Сразу по приезде Боголюбов начал с обновления текущего репертуара. Первой оперой в его постановке должен был идти «Фауст». При отборе исполнителей для будущей премьеры, партию Мефистофеля предложили мне. Снова, вот уже в третий раз я заново возвращался к этой роли. Первые два раза меня вводили в уже готовый спектакль, и я вынужден был на ходу подстраиваться к устоявшемуся ансамблю; теперь мне предоставлялась возможность искать, творить, предлагать свое решение той или иной сцены, соглашаться или не соглашаться с тем, что предлагали мне, то есть быть равноправным участником создания спектакля. Я с головой ушел в эту работу. Прежде всего, вновь решил перечитать Гёте, хотя прекрасно знал, как далеко либретто оперы от литературного первоисточника. Однако, перечитывая бессмертное творение, я искал в нем то, чего не хватало в его интерпретации Гуно, искал черты, которые обогатили бы моего Мефистофеля. И под влиянием Гёте в моем воображении начал создаваться образ сильный, по-своему мудрый дух отрицания, презирающий жалких, ничтожных людишек.
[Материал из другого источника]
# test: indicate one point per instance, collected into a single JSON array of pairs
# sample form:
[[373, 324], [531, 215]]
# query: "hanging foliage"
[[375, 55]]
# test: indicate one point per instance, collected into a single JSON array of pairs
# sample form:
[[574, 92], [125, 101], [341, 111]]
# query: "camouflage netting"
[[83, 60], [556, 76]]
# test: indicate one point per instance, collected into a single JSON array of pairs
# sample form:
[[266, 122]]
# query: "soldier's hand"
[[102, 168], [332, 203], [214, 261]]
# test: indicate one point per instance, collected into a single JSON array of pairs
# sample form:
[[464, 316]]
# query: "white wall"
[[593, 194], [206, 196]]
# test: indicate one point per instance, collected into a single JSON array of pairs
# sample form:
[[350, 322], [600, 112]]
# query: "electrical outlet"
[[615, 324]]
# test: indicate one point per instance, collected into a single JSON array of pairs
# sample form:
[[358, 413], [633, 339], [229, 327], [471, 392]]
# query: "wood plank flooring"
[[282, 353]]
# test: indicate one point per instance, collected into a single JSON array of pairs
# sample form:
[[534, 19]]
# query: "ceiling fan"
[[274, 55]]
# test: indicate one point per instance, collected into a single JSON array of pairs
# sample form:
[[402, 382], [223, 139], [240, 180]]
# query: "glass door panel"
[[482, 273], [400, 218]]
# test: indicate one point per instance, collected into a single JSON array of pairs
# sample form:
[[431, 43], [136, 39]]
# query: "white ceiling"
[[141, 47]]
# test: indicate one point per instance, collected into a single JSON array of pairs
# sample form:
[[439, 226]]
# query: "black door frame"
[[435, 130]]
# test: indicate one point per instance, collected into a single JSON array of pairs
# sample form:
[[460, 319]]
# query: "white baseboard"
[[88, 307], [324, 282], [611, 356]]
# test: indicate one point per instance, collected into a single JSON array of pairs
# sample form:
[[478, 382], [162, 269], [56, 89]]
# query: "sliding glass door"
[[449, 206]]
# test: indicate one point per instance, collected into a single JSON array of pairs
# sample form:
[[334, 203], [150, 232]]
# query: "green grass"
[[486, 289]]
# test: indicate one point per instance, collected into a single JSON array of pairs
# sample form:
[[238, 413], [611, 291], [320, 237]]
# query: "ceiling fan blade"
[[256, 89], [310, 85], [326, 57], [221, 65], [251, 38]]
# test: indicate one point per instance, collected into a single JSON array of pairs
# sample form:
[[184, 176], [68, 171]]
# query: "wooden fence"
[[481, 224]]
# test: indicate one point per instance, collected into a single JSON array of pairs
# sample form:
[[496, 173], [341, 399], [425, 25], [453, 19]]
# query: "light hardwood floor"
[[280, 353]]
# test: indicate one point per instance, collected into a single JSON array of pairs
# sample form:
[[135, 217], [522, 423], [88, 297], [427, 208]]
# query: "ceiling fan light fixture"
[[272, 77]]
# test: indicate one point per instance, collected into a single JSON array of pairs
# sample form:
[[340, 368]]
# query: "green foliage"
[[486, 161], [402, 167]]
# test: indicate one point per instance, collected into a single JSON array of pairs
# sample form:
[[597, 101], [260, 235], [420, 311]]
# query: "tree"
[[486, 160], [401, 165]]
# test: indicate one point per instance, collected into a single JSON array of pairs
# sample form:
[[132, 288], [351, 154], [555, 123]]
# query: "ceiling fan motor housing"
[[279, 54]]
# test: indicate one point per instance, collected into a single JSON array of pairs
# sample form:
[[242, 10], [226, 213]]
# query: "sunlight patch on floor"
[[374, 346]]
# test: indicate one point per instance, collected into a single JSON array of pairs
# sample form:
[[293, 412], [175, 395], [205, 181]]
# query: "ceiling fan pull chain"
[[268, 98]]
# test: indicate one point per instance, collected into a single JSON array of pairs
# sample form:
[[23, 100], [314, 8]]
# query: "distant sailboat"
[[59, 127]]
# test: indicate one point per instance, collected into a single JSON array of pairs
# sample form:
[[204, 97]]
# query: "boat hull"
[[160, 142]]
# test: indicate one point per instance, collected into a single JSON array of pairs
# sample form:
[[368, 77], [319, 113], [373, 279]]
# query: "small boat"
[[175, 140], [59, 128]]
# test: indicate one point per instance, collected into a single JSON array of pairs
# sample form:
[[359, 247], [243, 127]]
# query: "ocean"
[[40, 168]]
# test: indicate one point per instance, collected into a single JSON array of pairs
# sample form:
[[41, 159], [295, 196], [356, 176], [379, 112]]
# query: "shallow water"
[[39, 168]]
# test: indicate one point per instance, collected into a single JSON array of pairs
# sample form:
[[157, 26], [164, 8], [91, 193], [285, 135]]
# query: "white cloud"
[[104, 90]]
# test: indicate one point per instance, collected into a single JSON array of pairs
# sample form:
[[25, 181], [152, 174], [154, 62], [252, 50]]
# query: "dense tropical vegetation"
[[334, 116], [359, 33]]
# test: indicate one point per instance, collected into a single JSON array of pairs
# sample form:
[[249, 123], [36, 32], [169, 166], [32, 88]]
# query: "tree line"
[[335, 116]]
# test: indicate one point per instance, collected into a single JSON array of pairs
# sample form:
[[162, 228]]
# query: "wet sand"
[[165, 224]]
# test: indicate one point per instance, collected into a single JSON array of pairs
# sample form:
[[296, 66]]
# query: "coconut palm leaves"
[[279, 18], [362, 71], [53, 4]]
Естественно, что новый замысел потребовал пересмотра всего образа — от музыкальной трактовки до грима и костюма. Теперь я стремился выразить как можно точнее и внутренние, и внешние черты этого фантастического существа. Мне хотелось, чтобы его сатанинский сарказм и едкая ирония разили, осмеивали пошлость и обыденщину, человеческое тщеславие и алчность. Следуя внутреннему ощущению этого образа, я подчеркивал роковую вездесущность и неуловимость его, нереальность и вместе с тем страшную действенность его, стремился создать образ, являющийся антиподом человеческой добродетели. К моей радости Боголюбов был согласен с моей трактовкой Мефистофеля.
Так в новой постановке «Фауста» я впервые выступил в роли, созревшей за время долгой и серьезной подготовки. Эта роль принесла мне не только успех у публики, похвалы критики и друзей, но и настоящее творческое удовлетворение, испытанное тоже впервые. В отзывах критики всем нам особенно приятной была оценка спектакля: «Новая постановка Боголюбова,— отмечалось в одной из рецензий,— ценна тем, что, вытравляя из сцены всю обычную пошлость, она придает ей ту значительность и благородство, которых нет даже в самом произведении Гуно, это именно «приближение к первоисточнику», как сказано в объяснительном тексте афиши».
Постановка эта была, конечно, и данью времени. Эпилог, скомбинированный из разных отрывков музыки «Фауста» и изображавший освобожденное человечество, должен был выражать то передовое, что еще не стало историей, а жило повседневно в революционных преобразованиях действительности. Работать с Боголюбовым было интересно. Не могу сказать, что он уделял достаточно времени и внимания исполнителям, деталям образа. Он решал спектакль в целом, и потому массовые сцены и внешняя сторона постановки его увлекали в большей степени. Однако именно это было в те годы для меня стороной положительной, ибо я учился воспринимать оперное действие, как нечто единое, свою же роль — как часть всего ансамбля. Еще более оригинальной была осуществленная Боголюбовым новая постановка «Евгения Онегина».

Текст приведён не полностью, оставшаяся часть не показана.